Ich sah die beiden. In dem Augenblick...ich habe etwas schreckliches getan. Die ganzen Emotionen vom ersten Mal kamen hoch. Ich erinnere mich noch, wie sie sich versucht hat zu entschuldigen. Sie sie gefleht hat. Das andere Mädchen auch. Sie konnten doch nichts dafür. Plötzlich hatte ich ein Messer in der Hand. Ich erinnere mich an ihre Tränen. Wie sie gezittert haben. Und dann ihre Schreie, bis sie irgendwann verstummten. Beide. Und ich stand dazwischen. Voll mit Blut. Beobachtete wie die Körper immer lebloser wurden und schließlich wie Puppen herum lagen. Ich bin von der Polizei geflohen. Doch ich konnte niemals vor mir selbst fliehen. Ich bin gefangen. Immer. Jede Nacht holen mich die Träume ein. Ich habe mir geschworen nie wieder jemanden zu lieben. Nie wieder jemanden jemanden zu verletzten. Doch dann lernte ich plötzlich Emma kennen. Bevor ich es begreifen konnte, war sie verliebt. Sie hat mich geliebt. Mich! Ich hätte sie nicht enttäuschen können. Ich konnte ihr nicht sagen, dass ich sie niemals lieben kann und habe so getan, als würde ich sie lieben. Plötzlich tauchte Max auf. Er gestand mir seine Liebe. Plötzlich erinnerte ich mich wieder an damals. Die Bilder drangen in meinen Kopf. Ich konnte es nicht. Doch Max hat es falsch verstanden. Er konnte es nicht verstehen. Ich konnte es selbst nicht verstehen. Ich hätte es ihm niemals erzählen können. Ich hätte ihn nicht verletzten können«
Ich nehme ihn wieder einmal in den Arm. »Es ist nicht deine Schuld. Du hast es in der Vergangenheit getan. Jeder macht manchmal Fehler.
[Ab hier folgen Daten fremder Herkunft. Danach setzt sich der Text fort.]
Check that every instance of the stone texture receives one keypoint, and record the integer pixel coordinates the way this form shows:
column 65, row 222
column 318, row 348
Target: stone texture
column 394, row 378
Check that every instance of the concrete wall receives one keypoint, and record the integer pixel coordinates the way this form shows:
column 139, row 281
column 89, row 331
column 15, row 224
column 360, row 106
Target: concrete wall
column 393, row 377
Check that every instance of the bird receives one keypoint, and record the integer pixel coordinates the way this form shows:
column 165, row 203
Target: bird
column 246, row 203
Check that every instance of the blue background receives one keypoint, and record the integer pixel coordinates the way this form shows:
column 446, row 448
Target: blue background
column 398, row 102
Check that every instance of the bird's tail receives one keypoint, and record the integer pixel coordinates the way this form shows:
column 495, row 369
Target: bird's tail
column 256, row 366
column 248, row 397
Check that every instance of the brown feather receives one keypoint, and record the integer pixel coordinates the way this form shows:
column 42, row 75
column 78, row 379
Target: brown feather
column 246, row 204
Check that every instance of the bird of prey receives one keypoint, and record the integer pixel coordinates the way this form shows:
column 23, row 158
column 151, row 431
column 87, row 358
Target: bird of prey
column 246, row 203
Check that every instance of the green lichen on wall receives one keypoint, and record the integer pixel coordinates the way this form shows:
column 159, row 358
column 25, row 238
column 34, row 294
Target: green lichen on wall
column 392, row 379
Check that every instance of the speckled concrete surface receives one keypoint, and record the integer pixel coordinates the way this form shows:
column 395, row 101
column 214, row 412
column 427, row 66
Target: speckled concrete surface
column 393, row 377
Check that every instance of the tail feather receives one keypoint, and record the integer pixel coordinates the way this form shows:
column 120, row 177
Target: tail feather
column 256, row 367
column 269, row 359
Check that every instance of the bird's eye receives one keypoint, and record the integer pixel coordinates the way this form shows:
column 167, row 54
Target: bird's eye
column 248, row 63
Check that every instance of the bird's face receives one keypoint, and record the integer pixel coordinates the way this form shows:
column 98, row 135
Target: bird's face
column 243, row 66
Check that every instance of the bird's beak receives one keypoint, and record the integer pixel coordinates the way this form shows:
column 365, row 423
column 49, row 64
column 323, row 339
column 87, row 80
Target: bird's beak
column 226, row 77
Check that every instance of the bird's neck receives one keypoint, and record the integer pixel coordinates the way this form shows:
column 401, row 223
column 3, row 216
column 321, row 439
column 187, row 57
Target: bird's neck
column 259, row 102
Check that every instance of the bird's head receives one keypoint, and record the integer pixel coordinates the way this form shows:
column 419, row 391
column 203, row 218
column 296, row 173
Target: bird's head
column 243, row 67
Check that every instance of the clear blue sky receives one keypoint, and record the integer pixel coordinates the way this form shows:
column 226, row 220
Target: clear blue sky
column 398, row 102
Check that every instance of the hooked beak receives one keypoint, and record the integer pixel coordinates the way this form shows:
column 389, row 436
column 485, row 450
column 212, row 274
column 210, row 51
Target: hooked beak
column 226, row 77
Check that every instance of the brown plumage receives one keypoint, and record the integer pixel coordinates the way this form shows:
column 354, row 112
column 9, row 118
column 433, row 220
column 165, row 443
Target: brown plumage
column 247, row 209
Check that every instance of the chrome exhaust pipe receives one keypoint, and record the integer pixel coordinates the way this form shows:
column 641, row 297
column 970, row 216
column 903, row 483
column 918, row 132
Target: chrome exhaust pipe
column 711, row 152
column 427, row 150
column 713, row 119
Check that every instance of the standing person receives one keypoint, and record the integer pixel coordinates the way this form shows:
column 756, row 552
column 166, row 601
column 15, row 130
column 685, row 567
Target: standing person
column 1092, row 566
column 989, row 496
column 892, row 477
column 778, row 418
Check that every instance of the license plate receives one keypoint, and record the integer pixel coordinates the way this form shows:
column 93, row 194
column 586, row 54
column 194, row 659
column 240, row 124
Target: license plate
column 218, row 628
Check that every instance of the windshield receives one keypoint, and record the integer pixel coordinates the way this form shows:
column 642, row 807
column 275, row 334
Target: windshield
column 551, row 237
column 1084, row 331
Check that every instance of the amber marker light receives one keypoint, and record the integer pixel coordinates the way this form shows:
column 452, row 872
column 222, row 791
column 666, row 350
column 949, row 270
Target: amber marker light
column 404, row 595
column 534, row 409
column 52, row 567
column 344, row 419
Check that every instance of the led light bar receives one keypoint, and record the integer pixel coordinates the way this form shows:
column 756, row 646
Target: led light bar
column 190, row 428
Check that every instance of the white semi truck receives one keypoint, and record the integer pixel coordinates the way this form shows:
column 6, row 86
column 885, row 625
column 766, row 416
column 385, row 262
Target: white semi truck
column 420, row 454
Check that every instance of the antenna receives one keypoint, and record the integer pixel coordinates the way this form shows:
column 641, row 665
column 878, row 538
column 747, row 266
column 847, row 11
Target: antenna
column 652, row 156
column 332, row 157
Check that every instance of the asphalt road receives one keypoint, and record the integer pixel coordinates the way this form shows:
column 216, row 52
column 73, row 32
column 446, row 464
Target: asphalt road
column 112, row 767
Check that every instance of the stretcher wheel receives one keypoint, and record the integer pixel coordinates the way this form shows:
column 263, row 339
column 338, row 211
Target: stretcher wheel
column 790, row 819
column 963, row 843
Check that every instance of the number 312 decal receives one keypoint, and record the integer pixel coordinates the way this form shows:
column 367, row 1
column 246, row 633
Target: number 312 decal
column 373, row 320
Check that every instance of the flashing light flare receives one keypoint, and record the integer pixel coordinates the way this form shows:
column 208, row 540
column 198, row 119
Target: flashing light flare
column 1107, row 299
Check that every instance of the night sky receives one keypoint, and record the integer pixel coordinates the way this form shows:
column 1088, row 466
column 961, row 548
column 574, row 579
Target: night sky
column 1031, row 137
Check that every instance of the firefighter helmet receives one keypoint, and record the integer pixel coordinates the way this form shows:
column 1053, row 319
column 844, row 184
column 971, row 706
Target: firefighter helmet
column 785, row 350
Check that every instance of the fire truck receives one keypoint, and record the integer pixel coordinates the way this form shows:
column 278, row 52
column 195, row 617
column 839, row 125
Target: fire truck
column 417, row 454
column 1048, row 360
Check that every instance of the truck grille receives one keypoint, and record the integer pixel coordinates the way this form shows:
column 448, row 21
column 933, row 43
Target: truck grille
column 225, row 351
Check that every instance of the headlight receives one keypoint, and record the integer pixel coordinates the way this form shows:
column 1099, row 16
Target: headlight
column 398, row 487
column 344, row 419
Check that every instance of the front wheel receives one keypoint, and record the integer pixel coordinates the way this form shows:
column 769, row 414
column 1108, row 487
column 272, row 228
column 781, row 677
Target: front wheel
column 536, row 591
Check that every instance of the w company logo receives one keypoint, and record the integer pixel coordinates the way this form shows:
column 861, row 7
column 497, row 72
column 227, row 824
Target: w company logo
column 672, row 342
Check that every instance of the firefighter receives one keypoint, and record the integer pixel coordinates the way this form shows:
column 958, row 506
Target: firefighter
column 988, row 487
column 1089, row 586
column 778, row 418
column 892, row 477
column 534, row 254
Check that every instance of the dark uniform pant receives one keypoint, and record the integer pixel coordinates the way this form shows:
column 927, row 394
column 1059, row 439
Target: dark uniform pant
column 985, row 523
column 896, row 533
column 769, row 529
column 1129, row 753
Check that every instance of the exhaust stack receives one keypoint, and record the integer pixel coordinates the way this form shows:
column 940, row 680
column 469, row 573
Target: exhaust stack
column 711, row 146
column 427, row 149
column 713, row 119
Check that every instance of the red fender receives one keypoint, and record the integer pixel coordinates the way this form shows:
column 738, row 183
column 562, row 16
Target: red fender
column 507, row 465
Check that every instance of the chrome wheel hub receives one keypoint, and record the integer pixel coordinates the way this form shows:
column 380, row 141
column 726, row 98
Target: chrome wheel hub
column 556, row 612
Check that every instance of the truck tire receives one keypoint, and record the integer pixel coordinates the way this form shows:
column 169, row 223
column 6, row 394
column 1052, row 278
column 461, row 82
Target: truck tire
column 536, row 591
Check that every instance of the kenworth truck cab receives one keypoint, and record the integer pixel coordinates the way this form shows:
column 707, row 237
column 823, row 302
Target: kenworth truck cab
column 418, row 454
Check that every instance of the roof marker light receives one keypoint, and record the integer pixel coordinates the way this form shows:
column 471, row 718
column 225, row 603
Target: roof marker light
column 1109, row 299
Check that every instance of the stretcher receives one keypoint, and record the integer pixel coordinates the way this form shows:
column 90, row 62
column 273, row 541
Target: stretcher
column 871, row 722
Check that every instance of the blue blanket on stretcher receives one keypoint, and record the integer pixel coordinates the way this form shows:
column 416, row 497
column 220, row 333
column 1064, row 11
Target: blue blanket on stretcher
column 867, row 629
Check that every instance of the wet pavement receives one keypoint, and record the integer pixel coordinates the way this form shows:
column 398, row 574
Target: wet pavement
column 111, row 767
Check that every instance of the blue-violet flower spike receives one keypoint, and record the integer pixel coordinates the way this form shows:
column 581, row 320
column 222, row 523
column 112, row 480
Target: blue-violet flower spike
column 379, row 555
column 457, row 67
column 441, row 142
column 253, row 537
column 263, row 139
Manche lassen sich nicht mehr wieder gut machen. Trotzdem sollte man es versuchen. Man muss aus den Fehlern lernen. Doch niemand, nicht einmal du selbst, kann dir deshalb ewig böse sein. Du kannst es nicht rückgängig machen. Doch du kannst weitere Fehler verhindern. Du kannst daraus lernen, daran wachsen. Doch du darfst dich dafür niemals niedermachen. Du bist vielleicht ewig schuld daran, doch niemals ewig dafür verantwortlich«
»Meinst du wirklich?«
»Ja das glaube ich. Kein Mensch ist nur gut oder böse. Manchmal muss auch sich selbst verzeihen können. Du kannst das nicht ewig mit dir herum schleppen«
»Ich habe besseres zu tun«, stimmt er mir bei. »Aber es ist sehr schwer. Ich weiß nicht, ob ich es kann. Doch jetzt bin ich zuerst einmal ziemlich müde«
Schon schläft er, mit dem Kopf auf meiner Schulter. Eine Zeit denke ich noch darüber nach, was er mir erzählt hat. Dass er Menschen ermordet hat. Doch irgendwann schlafe auch ich ein.